Hippocampus Plays Key Role In Future Planning, Study Finds

Illustration of human brain.
sbtlneet / Pixabay

The hippocampus is a region of the human brain located in the medial region of the temporal lobe and shaped like a horseshoe. The hippocampus is thought to be associated primarily with storing long-term memories, as per Encyclopedia Britannica.

New groundbreaking research from New York University has found evidence that the hippocampus is necessary for future planning.

Published in Neuron, and authored by Oliver M. Vikbladh, John King, Neil Burgess, Michael R. Meager, Nathaniel D. Daw, Daphna Shohamy, Karen Blackmon, and Orrin Devinsky, “Hippocampal Contributions to Model-Based Planning and Spatial Memory” is the first study ever to provide evidence for the claim that hippocampus plays a part in future planning. The study, in fact, suggests that the hippocampus’ role in future planning is absolutely vital.

For the study, the researchers tested planning and spatial memory in healthy individuals, and in patients suffering from epilepsy, a chronic seizure disorder known to damage the hippocampus.

Both groups undertook computer-based tests to have their spatial memory and planning ability tested. First, all study participants were asked to recall the locations of certain objects in a virtual reality arena. They were then asked to perform an additional task that involved planning.
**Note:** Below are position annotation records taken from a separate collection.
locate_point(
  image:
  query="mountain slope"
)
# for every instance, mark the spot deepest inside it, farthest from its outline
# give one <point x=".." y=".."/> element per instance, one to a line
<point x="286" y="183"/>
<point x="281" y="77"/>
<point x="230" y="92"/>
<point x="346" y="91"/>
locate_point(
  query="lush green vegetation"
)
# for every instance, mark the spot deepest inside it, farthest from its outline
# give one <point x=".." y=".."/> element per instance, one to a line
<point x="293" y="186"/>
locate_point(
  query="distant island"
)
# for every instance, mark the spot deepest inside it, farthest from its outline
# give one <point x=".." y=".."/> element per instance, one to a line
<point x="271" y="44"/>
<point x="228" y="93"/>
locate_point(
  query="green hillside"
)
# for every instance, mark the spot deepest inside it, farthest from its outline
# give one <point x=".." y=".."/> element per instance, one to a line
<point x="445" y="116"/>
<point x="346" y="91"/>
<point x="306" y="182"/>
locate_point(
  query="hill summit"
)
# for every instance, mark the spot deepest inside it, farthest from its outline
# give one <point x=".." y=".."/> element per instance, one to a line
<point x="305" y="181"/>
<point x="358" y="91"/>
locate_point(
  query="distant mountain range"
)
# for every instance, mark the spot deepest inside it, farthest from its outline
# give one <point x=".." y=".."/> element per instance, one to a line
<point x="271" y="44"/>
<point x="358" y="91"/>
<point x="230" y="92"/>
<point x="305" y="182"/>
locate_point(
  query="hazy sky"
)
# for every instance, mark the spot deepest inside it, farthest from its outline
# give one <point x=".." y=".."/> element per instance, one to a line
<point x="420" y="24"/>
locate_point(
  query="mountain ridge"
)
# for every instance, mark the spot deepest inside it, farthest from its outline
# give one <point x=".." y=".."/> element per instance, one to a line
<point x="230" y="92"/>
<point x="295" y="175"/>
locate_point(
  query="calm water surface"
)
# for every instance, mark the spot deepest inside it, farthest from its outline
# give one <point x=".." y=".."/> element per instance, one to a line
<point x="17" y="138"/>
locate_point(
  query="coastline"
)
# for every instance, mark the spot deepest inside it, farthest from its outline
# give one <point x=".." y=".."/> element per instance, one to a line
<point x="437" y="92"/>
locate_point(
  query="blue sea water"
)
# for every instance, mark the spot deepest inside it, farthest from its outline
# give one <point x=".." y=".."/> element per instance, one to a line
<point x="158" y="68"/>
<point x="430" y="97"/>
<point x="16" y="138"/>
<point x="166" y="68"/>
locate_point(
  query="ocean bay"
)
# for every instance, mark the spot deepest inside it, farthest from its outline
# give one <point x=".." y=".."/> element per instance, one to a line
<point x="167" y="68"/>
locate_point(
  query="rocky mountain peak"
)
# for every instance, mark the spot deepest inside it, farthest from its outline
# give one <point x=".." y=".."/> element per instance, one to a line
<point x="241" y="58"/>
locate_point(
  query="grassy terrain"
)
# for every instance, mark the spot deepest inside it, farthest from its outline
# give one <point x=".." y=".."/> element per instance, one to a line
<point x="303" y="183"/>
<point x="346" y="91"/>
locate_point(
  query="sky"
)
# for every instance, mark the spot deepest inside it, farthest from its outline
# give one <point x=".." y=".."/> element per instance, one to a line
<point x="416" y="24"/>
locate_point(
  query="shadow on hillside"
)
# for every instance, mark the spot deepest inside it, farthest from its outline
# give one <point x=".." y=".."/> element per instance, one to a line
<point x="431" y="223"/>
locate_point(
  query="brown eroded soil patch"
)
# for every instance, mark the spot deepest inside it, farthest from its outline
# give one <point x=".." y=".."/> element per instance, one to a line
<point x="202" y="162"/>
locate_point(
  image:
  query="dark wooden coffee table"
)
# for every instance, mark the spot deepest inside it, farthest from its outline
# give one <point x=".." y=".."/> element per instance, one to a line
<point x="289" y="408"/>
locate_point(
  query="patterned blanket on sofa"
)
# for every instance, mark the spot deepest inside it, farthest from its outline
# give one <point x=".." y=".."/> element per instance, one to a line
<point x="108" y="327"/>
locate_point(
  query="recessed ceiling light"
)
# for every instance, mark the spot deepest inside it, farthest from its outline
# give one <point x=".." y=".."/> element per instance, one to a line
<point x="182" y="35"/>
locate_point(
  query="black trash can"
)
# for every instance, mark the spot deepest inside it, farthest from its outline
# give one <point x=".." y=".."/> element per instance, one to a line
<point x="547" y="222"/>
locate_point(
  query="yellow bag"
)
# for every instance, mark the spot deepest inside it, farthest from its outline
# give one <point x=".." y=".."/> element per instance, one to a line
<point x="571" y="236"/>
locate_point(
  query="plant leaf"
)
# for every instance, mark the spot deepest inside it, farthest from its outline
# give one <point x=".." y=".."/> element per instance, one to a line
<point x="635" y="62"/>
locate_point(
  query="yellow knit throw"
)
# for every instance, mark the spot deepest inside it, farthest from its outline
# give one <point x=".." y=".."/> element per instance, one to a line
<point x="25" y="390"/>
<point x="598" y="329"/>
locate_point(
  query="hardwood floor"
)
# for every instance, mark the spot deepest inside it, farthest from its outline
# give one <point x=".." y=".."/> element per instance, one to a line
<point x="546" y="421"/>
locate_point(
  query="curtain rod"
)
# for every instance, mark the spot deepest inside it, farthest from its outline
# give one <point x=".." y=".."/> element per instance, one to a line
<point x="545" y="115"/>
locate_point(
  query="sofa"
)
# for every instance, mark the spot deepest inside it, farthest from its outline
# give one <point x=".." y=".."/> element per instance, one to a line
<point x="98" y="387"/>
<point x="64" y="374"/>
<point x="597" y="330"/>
“These tasks aim to capture functions that let us find our car in a parking lot, or planning moves ahead in a game of chess by imagining how the game will play out,” lead researcher Oliver M. Vikbladh explained.

The study relies heavily on Nobel Prize winner John O’Keefe’s hippocampal “cognitive map,” which is the brain’s spatial localization system. This map, as O’Keefe discovered, allows human beings to “mentally stimulate” future outcomes of their actions.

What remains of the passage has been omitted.